Brazil is also providing Africa with military, air, and navy training. Between 2003 and 2013, the Brazilian Naval School and Naval War School trained as many as 2,000 military officials from Namibia alone. The Brazilian air force has provided support to pilots from Angola, Guinea-Bissau, and Mozambique. And since 2009, the Brazilian Cooperation Agency has partnered with the country’s Ministry of Defense, budgeting roughly $3.2 million from 2009 to 2013, for training programs for African military personnel. 

The flurry of cooperation agreements sends a strong signal to Brazilian defense contractors to do business in Africa. Both public and private firms are getting in line, not least trade organizations such as the Brazilian Defense and Security Industries Association, Comdefesa, and the Brazilian Trade and Investment Promotion Agency

Brazilian arms manufacturers have ramped up their efforts to align weapons development and technology production pipelines with African demand. Embraer, for example, brokered several deals to sell its signature aircraft, the Super Tucano A-29, along with training and technical assistance. The company signed contracts with Angola, Burkina Faso, and Mauritania worth more than $180 million in total. 

Likewise, GhanaMali, and Senegal either signed procurement deals or signaled their intention to purchase Embraer’s Super Tucano. These deals pale in comparison with those the company has made with the United States, Sweden, and the United Arab Emirates, but they are significant nevertheless, since they signify a deepening relationship with Brazil.

Brazil is also cashing out at international arms fairs, and some of its major clients are based in Africa. The country shipped more than $70 million in small arms and ammunition to 28 African countries from 2000 to 2013, according to the latest available UN data. Algeria tops the list of Brazil’s small arms and ammunition clients, with purchases of more than $23 million. Algeria is followed by Botswana, South Africa, Kenya, and Angola.

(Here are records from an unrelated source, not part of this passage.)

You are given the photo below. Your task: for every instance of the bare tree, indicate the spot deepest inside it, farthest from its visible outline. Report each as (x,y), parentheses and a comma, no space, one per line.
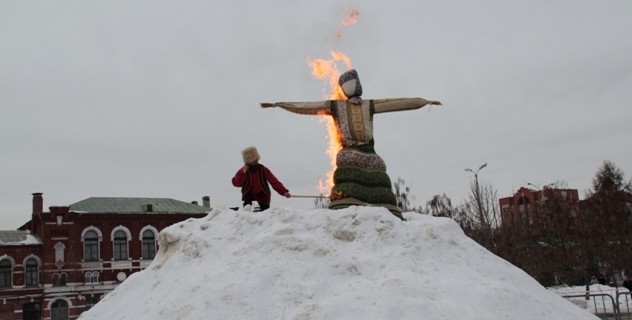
(403,197)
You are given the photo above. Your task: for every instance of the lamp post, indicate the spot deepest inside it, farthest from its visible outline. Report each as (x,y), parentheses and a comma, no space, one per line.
(478,191)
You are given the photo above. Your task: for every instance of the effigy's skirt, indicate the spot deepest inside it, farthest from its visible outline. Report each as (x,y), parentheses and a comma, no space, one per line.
(360,179)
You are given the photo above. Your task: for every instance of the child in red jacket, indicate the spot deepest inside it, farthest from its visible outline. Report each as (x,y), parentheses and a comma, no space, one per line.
(255,180)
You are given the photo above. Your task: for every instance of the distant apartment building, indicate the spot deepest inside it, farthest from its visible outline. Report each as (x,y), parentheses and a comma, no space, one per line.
(533,209)
(62,262)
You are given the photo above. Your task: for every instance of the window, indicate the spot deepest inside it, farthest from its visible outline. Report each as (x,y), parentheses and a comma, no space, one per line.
(572,218)
(92,277)
(59,310)
(90,302)
(91,246)
(59,279)
(31,311)
(149,245)
(5,274)
(31,277)
(120,245)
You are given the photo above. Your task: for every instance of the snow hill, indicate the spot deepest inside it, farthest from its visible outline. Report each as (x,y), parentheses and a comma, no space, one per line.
(355,263)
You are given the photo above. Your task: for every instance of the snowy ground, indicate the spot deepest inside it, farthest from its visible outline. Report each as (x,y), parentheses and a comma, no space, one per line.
(356,263)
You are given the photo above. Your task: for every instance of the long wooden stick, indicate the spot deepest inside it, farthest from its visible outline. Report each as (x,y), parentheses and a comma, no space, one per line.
(305,196)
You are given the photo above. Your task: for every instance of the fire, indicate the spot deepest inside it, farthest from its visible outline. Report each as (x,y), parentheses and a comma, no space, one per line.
(327,69)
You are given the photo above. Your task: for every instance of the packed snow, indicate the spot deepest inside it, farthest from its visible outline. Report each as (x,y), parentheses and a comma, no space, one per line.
(354,263)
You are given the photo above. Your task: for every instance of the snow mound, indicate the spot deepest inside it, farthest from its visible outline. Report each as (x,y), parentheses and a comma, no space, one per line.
(355,263)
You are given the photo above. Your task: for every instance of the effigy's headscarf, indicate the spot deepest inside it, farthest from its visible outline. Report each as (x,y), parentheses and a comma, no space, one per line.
(351,88)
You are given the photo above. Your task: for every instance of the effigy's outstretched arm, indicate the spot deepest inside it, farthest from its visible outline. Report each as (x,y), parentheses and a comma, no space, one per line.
(400,104)
(309,108)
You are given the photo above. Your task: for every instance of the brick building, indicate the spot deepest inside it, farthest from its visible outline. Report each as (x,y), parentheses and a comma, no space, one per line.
(534,208)
(61,262)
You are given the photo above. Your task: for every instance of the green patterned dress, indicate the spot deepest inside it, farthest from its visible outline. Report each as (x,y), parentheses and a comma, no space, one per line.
(360,177)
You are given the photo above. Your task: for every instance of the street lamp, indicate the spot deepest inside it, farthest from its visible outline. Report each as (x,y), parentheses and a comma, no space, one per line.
(478,190)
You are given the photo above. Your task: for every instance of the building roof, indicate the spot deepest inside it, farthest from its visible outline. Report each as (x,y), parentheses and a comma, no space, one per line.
(17,237)
(136,205)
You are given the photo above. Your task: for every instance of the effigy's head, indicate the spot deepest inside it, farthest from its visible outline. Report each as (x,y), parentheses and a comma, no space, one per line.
(350,84)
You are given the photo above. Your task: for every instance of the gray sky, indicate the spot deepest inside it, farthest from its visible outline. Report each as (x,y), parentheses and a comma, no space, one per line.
(157,98)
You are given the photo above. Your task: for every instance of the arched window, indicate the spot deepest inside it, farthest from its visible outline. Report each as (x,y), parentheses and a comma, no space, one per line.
(31,311)
(90,302)
(92,277)
(91,246)
(120,245)
(59,310)
(149,244)
(5,273)
(31,276)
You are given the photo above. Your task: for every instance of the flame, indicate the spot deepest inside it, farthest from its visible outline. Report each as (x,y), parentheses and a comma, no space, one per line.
(327,69)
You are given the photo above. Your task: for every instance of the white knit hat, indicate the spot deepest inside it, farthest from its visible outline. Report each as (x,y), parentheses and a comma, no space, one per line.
(250,155)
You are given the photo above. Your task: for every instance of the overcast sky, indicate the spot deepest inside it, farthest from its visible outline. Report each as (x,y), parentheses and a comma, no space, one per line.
(158,98)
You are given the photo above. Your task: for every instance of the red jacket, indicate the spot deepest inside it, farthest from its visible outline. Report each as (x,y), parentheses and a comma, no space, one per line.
(254,182)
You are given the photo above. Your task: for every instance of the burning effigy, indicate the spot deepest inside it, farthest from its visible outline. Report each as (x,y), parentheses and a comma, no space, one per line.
(360,176)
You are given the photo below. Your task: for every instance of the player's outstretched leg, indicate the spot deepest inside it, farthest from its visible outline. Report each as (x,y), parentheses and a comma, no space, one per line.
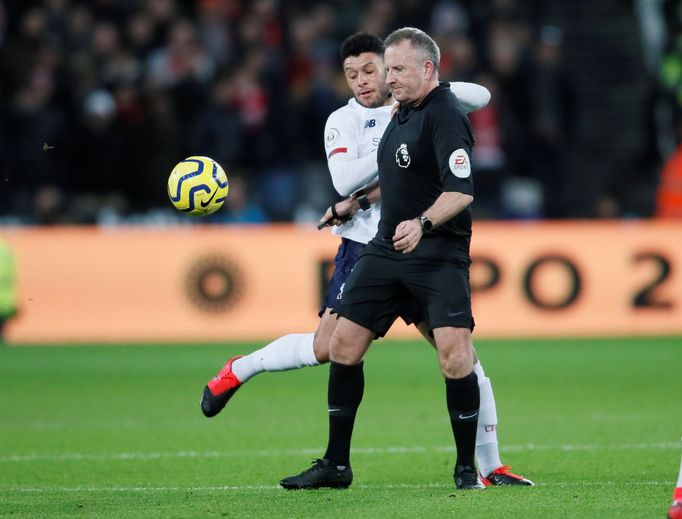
(292,351)
(493,472)
(321,475)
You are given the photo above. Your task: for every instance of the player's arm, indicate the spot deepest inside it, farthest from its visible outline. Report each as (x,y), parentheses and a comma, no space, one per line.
(344,210)
(471,95)
(349,171)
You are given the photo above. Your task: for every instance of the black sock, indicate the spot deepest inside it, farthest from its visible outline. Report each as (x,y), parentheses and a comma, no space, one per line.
(346,385)
(463,398)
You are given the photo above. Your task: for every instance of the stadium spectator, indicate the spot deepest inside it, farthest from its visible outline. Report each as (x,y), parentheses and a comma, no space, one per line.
(669,194)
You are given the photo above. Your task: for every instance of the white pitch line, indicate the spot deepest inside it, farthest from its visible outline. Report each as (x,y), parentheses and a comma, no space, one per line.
(363,486)
(135,456)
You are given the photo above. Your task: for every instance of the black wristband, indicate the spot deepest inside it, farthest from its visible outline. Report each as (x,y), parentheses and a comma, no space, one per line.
(364,202)
(362,199)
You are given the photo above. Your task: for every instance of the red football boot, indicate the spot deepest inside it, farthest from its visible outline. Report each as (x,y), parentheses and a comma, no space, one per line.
(503,476)
(219,390)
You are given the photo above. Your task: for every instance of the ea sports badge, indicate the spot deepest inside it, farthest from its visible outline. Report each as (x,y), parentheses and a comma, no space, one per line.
(459,163)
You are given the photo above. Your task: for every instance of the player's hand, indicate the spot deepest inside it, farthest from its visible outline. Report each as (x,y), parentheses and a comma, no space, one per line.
(344,211)
(407,235)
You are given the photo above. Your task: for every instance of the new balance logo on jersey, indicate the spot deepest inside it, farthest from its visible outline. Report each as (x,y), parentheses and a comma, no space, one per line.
(402,156)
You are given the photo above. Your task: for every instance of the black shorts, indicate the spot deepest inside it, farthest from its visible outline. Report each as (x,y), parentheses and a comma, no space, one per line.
(380,284)
(346,258)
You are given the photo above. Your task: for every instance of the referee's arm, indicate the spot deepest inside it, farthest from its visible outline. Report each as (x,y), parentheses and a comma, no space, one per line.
(408,233)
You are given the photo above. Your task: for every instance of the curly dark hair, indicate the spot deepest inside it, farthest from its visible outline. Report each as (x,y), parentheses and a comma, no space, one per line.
(361,42)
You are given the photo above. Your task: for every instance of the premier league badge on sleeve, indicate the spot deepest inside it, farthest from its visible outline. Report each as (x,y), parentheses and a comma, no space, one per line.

Arms fairs offer important opportunities for Brazil to deepen its south–south cooperation with Africa. At the 2013 Latin America Aerospace and Defense fair, the largest in the region, Brazil’s minister of defense met with 14 ministers or deputy ministers from African and Latin American countries over the course of just three days. Such events confirm that Brazil is hardening its soft power across the South Atlantic. In the process, Brazil is using Africa to signal its arrival as a global player on the world stage.